Detailed weather observations from the Durango airport are available at http://weather.noaa.gov/weather/current/KDRO.html . You may use the NOAA observations as a source, but I would also like you to include your own observations.

2. (2 points) Explain the weather patterns you observed. Check out weather discussions at the National Weather Service web site (http://www.nws.noaa.gov/) for information about national and global weather patterns.


Why do I do it that way? Well, mostly because that's what I brainstormed the first time I taught the class. But I wanted to create an assignment that would get the students to look at the world around them, and think about what they were learning in class, and connect them together. So when they wake up in the morning and see this:



... they have some idea why there is frost on the car windows but not on the house windows (as was the case at my house on Saturday). Or so, when the smoke from the Durango-Silverton train hangs down in the valley on a cold morning, they realize that they're seeing a temperature inversion.

And I didn't want to make the assignment too complicated - I didn't want them to need access to a barometer, or for them to get up in the middle of the night to measure the temperature.

So does it work? Well, it's hard to say. A few students make great, detailed observations. Other students do the bare minimum. And it seems like it's pretty hard to connect the local observations to bigger picture questions - I would need to have them look at the National Weather Service web site daily, or something.

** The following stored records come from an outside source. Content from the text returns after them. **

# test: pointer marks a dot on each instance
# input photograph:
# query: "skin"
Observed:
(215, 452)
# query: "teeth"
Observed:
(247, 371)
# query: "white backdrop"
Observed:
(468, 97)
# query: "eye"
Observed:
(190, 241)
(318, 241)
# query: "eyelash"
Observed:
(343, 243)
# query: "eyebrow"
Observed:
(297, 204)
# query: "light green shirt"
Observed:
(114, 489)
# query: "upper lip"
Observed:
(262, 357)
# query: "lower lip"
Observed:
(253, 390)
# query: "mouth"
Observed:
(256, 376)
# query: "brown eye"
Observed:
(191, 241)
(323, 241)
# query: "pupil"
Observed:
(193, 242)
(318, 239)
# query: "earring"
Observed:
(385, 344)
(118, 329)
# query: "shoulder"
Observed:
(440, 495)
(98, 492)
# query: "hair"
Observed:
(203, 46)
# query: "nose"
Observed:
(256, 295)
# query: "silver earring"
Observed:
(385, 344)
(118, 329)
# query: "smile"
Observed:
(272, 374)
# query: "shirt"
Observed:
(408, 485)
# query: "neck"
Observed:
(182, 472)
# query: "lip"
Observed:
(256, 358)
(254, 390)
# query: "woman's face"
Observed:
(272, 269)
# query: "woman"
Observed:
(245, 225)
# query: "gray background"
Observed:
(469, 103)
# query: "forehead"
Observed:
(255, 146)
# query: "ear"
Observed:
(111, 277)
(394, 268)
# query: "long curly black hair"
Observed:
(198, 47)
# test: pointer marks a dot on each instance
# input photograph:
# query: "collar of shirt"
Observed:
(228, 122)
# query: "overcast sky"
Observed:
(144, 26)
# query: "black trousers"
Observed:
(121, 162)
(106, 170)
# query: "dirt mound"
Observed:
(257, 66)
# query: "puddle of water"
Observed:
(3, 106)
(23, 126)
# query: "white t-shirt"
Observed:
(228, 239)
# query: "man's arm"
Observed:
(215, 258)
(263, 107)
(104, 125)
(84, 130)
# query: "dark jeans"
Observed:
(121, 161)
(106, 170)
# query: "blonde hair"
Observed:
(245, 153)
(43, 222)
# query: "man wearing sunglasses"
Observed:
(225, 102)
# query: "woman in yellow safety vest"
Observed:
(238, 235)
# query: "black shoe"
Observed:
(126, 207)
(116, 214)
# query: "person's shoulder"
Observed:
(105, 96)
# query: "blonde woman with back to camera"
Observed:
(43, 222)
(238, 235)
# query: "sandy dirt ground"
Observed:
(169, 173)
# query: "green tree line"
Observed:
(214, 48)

I also hope that the weather journals will give me some concrete examples of things to discuss in class. I started class this morning (on humidity and the dew point and ways that clouds form) with a picture of frost on my car, and we talked about that (and about the experiences of students who have grown up in more humid climates with a lot of dew). We still didn't end up talking about some of the more interesting things I saw over the weekend, such as the fog that formed at dusk on Friday, after the sun had started sublimating the new snow. (I think - though I'm not certain - that I was seeing something like the crazy freezing fog that Albuquerque had last winter, when the snow sublimated and raised the relative humidity near the ground, and then the cold air near the ground condensed it into fog.)

This morning, however, I asked how many students had described frost in their weather journals. Only a couple students raised their hands. So it doesn't seem like most of them are paying very close attention. They've got a few more days, though, so maybe their observations will improve.

4 comments:

John Fleck said...

Thanks. And hmmm. Looks like a mixed bag.

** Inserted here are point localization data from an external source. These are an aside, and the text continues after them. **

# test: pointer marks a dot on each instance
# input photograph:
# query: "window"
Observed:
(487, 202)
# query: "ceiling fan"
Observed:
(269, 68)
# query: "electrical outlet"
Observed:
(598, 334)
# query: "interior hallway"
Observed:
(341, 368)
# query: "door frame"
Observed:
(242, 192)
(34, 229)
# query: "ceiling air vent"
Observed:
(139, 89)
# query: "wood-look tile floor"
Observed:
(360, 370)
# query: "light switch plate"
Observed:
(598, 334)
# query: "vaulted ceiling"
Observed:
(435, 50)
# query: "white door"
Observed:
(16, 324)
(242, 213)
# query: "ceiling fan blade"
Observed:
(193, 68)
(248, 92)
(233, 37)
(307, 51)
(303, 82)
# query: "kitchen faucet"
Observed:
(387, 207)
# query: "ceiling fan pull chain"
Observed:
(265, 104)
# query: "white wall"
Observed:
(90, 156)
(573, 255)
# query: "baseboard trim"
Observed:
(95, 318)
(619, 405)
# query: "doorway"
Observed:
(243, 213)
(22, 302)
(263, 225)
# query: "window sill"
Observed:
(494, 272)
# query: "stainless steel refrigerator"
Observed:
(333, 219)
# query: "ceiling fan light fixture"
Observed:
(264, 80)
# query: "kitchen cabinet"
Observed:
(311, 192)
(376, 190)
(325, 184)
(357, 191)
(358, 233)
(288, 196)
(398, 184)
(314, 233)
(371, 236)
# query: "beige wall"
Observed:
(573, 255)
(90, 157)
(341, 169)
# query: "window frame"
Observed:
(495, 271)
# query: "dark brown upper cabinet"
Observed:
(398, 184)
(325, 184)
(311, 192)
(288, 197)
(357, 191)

One of the advantages my project may have is that no one's going to be forcing the kids to do it.

What of the idea of having them actually check a thermometer themselves rather than getting the data from the web - so they experience the number as they are recording it?

Kim said...

I would rather have them check a thermometer themselves, but I ran into a problem of where and how to have them do that. A lot of the students didn't own thermometers, and I didn't have access to enough in the department to check them out. And then there's the question of when to measure the temperature - each student has a different schedule, so I didn't want to choose a particular time myself, but the time of day made the biggest difference in the temperature they measured. For a long time, I had them measure the temperature however they could - bank thermometers, thermometers hanging from a jacket zipper, whatever. But the measurements varied too much from day to day for the students to say much about what they observed.

I think checking the temperature themselves would work a lot better for kids living at home. (We've got a thermometer mounted outside our kitchen window, and we probably aren't the only people who do.) Plus middle school kids tend to have much more regular schedules (at least on school days) than college students do - they could measure temperature every morning, or at dinner time, or when they get home from school.

Chris R said...

Perhaps most of the students didn't consider frost as 'weather'?

Kim said...

Perhaps they didn't, Chris. (I didn't take a picture of the snow that fell the day before... I was too busy taking the 4-year-old outside to follow deer tracks around. :) )

And maybe the combination of the weather journal and discussing the weather during class helped them make a connection between frost and clouds and snow.